40. Evaluation Techniques #
- Ground truth metrics: Automatic Metrics using reference datasets
- LLM-based eval: Auto Side-by-Side (Auto SxS) with model judges
- Rapid Evaluation API: Fast SDK-based eval for prototyping
Evaluation is deeply integrated into the development lifecycle.
41. Predict: Vertex Endpoints #
- Deploy models to Vertex Endpoints for online prediction
- Features:
- Autoscaling
- Access control
- Monitoring
- Works with open-source and Google models
42. Safety, Bias, and Moderation #
Built-in responsible AI features:
- Citation checkers: Track and quote data sources
- Safety scores: Detect harmful content and flag sensitive topics
- Watermarking: Identify AI-generated content (via SynthID)

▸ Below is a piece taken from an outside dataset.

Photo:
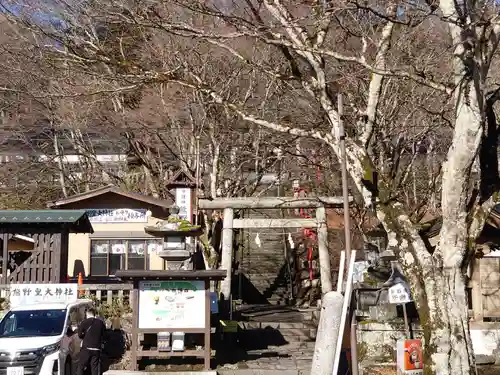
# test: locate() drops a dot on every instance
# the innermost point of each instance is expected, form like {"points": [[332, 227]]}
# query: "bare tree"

- Bias detection: Ensure fairness and appropriateness
- Moderation: Filter unsafe responses
These ensure ethical and trustworthy AI deployments.
43. Governance Tools #
-
Vertex Feature Store:
- Track embedding + feature lineage
- Drift monitoring
- Feature reuse + formulas
-
Model Registry:
- Lifecycle tracking (versioning, evaluation, deployment)
- One-click deployment
- Access to evaluation, monitoring, and aliasing
-
Dataplex:
- Cross-product lineage (e.g., Vertex + BigQuery)
- Golden datasets/models
- Access governance + IAM integration
These unify observability, reproducibility, and compliance across Gen AI assets.
44. Conclusion #
MLOps principles—reliability, scalability, repeatability—fully extend into Gen AI.
- Gen AI adds prompt chaining, grounding, function calling, etc.
- Vertex AI unifies the full lifecycle across models, pipelines, and governance
- It supports both predictive and Gen AI use cases
MLOps isn’t replaced—it’s expanded for the age of foundation models.